I coniugi Miglietta mentre consegnano il libro al Papa

È stato donato a papa Francesco il libro della giornalista monferrina Veronica Iannotti “Un missionario in canoa”. Il volume, che descrive la vita di don Gervasio Fornara, è stato portato giovedì 20 ottobre u.s. da Emanuele Miglietta e sua moglie Paola Nasatti, che si sono recati a Città del Vaticano, per seguire la S. Messa officiata dal papa presso la Cappella Santa Marta, in occasione del loro 25esimo anniversario di matrimonio. “È  stata una grande emozione incontrare sua Santità – racconta Miglietta – gli ho spiegato che volevo avesse questo libro perchè narra la storia di un sacerdote, Parroco della nostra Parocchia del Valentino a Casale Monferrato, per tredici anni, che è appena stato trasferito a Novara, il quale per quarantun anni, è stato missionario in terra colombiana, e ha svolto questa opera esattamente come il Papa insegna che un missionario dovrebbe fare, e come un sacerdote dovrebbe essere”. Il libro, cui anche il TG3 Piemonte ha dedicato un servizio, racconta la storia di don Gervasio Fornara, che partito non ancora sacerdote per la Colombia, ha passato quarantun anni nelle foreste dell’America Latina.

Il libro, cui anche il TG3 Piemonte ha dedicato un servizio, racconta la storia di don Gervasio Fornara, il quale partito non ancora sacerdote per la Colombia, ha passato quarantun anni nelle foreste dell’America Latina.
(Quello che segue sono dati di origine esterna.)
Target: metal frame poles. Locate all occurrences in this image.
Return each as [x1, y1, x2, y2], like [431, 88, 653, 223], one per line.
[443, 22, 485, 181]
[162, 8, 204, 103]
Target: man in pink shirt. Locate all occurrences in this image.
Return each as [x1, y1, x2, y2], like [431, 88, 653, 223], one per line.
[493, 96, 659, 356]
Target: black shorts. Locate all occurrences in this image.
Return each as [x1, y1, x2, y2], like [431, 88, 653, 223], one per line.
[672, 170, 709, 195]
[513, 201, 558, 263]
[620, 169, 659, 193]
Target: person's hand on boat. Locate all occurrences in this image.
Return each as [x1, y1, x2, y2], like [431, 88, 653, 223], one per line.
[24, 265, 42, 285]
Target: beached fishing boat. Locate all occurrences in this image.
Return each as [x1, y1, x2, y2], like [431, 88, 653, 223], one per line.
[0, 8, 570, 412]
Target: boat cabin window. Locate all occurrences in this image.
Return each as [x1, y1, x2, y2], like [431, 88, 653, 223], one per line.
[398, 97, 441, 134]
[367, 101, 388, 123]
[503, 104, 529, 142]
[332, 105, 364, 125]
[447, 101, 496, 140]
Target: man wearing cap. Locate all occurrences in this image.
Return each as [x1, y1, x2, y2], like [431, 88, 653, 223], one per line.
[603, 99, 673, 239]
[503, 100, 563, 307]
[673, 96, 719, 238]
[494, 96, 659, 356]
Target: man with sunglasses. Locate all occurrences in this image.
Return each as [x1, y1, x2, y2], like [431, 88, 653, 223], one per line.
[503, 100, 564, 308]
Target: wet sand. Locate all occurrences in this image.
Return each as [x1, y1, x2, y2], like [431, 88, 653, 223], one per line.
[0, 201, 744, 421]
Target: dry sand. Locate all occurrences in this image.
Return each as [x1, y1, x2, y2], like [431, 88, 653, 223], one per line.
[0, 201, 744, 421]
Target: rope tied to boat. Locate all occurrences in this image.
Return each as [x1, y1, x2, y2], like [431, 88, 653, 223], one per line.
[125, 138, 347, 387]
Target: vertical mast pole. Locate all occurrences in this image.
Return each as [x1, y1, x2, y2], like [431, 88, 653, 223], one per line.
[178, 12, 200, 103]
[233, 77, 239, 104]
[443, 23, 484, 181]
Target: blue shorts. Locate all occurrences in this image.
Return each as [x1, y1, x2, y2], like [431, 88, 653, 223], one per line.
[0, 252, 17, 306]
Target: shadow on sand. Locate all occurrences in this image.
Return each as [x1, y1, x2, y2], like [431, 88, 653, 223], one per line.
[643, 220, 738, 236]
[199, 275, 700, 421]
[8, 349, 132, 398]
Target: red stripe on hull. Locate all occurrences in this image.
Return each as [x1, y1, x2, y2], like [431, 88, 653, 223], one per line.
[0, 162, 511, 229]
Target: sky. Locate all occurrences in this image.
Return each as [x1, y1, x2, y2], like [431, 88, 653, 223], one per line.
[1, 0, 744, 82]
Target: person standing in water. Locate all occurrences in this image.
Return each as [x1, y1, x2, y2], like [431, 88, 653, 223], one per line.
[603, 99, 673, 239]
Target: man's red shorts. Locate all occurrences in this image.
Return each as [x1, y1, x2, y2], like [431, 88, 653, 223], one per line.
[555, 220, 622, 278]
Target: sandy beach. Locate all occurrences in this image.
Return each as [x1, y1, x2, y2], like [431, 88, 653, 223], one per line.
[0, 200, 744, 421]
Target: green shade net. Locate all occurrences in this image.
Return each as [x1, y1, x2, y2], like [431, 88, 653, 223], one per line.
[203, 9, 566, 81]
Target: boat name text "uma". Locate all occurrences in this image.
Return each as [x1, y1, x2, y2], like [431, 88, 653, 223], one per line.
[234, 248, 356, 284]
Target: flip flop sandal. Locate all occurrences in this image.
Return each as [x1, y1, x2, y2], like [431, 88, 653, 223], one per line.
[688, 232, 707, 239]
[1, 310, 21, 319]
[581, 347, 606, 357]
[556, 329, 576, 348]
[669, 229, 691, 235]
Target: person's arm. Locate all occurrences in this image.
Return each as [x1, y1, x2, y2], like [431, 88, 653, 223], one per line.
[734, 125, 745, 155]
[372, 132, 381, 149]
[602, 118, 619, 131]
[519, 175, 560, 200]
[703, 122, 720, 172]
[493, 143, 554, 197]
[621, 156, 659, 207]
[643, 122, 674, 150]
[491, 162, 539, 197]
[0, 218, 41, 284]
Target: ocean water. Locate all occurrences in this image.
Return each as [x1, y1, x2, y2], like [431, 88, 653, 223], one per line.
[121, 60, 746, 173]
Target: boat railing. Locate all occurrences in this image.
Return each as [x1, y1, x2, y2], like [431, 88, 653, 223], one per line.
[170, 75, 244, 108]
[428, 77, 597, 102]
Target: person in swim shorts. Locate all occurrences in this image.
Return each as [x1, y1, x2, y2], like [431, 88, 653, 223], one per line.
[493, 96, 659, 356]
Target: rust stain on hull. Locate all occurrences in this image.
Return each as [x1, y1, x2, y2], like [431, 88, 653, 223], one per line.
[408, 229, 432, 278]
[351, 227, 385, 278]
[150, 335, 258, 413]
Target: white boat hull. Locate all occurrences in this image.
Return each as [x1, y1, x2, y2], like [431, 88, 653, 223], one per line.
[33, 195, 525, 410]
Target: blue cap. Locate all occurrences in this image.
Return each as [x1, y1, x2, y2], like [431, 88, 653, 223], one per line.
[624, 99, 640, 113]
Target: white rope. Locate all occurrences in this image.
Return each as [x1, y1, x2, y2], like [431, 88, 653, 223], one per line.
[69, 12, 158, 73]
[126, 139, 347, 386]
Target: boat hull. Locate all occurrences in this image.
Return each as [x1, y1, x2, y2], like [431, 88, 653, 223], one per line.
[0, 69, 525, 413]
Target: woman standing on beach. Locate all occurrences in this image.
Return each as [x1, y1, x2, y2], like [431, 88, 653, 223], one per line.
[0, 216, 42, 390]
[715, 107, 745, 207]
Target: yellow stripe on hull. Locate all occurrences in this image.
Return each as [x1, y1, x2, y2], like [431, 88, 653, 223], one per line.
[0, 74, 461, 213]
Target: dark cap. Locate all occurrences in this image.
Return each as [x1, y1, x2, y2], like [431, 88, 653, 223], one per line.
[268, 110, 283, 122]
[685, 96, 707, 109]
In quegli sconfinati e primordiali territori, il missionario salesiano ha fondato due Centri Missionari, la prima televisione locale del Paese e diverse stazioni radiofoniche.

“Ho deciso di scrivere questo libro – racconta Iannotti – che conoscevo don Gervasio da pochissimo, ma ho subito capito che aveva avventure incredibili da raccontare, vicende che non aveva mai confidato a nessuno, ed è stato proprio così. Dopo un lavoro di due anni tra interviste, stesura e ricerca del materiale, ho deciso di pubblicare il manoscritto, senza sapere a cosa mi avrebbe portato. Tuttavia mi era chiaro lo scopo primario: volevo che fosse un esempio. L’esempio di come un uomo possa da solo, fare la differenza e salvare la vita a tante persone, senza denaro o posizioni di potere, armato solo della sua forza di volontà, della determinazione e della Fede. Vedere adesso papa Francesco stringere nelle mani il libro, è una sensazione indescrivibile.”